Ô multiplication des baisers dans l’azur !
Le papillon est toujours libre quand il vole
Ce fleuve où l’on se baigne a pour source le pôle.
Exaspérés des fous que hante le péché,
Je suis impatient comme un ours mal léché
Le ciel bleu est l’abîme où s’engloutit mon âme
Dans mes yeux Uranie met son regard de flamme.
L’eau sert à refléter les antiques oublis.
Ton vrai visage se retrouve dans ses plis.
On contemple en riant la chute des rayons.
C’est la prolixité des bleues inspirations
Les filles de la nuit m’effleurent de leurs ailes.
Leur vol m’emporte vers les rives surnaturelles.
De la bouche des morts sort le cri de la vie
Est‑ce toi, Dieu, qui parle à mon âme ravie ?
Le brasier de l’esprit a pour cendres les mondes.
Le tonnerre est l’archet du violon des mondes
Que le sommeil est doux à l’ombre de tes seins !
Mozart est revenu jouer du clavecin…
Le sanglot des oiseaux fait éclore les roses.
Les imposteurs s’enfuient dans leurs tristes chloroses
Les barques des grands maîtres sont les seuls vaisseaux
Qui brisent des typhons les fabuleux assauts.
Le buffle en mugissant fait palpiter les tombes
D’où montent des essaims d’aigles et de colombes,
La couronne des dieux, c’est le cerveau de l’homme.
Les Hespérides m’ont lancé leurs rouges pommes.
Quand elle enfante des étoiles et des âmes
Je m’enivre à l’odeur cosmique de la femme.
Comme les cordes d’une lyre éolienne
Je ne distingue plus ton âme de la mienne.
La France par la souffrance devient Dieu
Le bois noir du cyprès rend odorant le feu…
L’archange et le diable ont créé la panthère
Les reptiles sifflent lugubrement sous terre
Le grand lion rugit sur la hauteur des monts
Laisse les lourds crapauds baver dans les limons
Mon regard triomphant renversa la géante.
Tous les monstres s’éparpillent dans l’épouvante
Je vous ai délivré d’un souci trop cuisant
Le navire évita le piège des brisants
La lumière s’est balancée dans les étoiles
Sous le souffle inconnu tremblent toutes mes voiles
Le gland contient le chêne et la femme l’archange.
Même l’arbre du mal tout évolue, tout change
Malgré l’obscurité qui ricane et redouble
C’est en dansant sur le soleil qu’on se dédouble
Quand deux hommes s’embrassent, ils pensent aux femmes.
La salamandre rit dans le tombeau des flammes
Ô médecin des morts, tu m’offres tes dictames

10 janvier 1990

François Brousse
Le Sourire de l’astreClamart, Éd.
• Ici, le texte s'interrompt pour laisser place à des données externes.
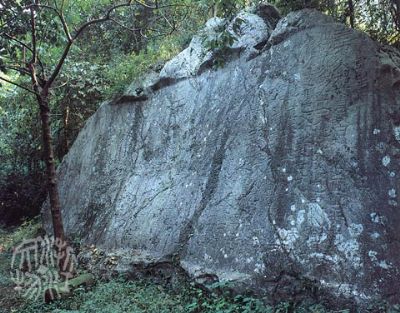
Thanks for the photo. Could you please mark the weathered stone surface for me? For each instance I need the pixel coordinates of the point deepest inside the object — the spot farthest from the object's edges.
(277, 173)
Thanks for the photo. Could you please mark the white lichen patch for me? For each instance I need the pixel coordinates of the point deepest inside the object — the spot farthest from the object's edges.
(396, 131)
(392, 193)
(288, 237)
(286, 43)
(375, 218)
(386, 160)
(355, 230)
(350, 248)
(301, 217)
(256, 241)
(373, 256)
(383, 264)
(375, 235)
(316, 216)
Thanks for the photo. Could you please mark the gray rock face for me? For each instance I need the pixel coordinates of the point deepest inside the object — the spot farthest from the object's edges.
(276, 173)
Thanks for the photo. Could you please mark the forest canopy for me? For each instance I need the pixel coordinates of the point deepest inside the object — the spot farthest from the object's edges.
(104, 59)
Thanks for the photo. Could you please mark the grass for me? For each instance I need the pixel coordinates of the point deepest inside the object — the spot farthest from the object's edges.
(140, 296)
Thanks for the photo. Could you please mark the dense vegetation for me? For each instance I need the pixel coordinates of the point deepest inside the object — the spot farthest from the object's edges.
(104, 61)
(146, 295)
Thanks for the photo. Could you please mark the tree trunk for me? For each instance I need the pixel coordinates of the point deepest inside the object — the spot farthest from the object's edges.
(65, 129)
(52, 184)
(351, 12)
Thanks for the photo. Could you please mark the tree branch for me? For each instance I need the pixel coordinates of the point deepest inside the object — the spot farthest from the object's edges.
(77, 34)
(60, 15)
(18, 85)
(17, 40)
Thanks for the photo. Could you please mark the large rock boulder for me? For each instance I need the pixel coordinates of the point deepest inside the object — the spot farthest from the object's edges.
(279, 172)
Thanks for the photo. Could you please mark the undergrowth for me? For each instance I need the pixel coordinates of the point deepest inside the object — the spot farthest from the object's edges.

La Licorne Ailée, 1998, p. 22

Sur la Terre

Je marchais, taciturne,
Mais trempé de ferveur ;
La muse au fier cothurne
Suivait mon pas rêveur.

La furie de Saturne
M’encombrait de faveur.
Le deuil penchait son urne
Bruissante de saveur.

Les stèles funéraires
Disaient : « Priez pour eux ! »
Le vautour dans ses serres

Emportait les heureux.
Il ne restait sur Terre
Où les espoirs sont vains
Que les songeurs divins.

18 avril 1993

François Brousse
Les Miroitements de l’infiniClamart, Éd. La Licorne Ailée,  1994, p.286

Fenêtres

Je m’en vais
Vers l’ignoré
Le long des bouquinistes

Ils ont souvent
L’immense vent
Des mages alchimistes.

Mon âme va
Vers Jéhovah
Ce constructeur de mondes

J’entends gémir
Dans Altaïr
L’éternité des rondes.

Le flot du Soi
Est une soie
Qui provoque les êtres.

L’hypersoleil
Coursier vermeil
Hennit à nos fenêtres.

20 février 1993

François Brousse
Les Miroitements de l’infini, Clamart, Éd. La Licorne Ailée, 1994, p. 143

Le saint qui méditait …

Le saint qui méditait sous le palmier paisible
A reçu dans son cœur une balle égarée ;
Il meurt en s’écriant « Ô lumière invisible,
Quel bonheur de s’enfuir dans ta gloire adorée ! »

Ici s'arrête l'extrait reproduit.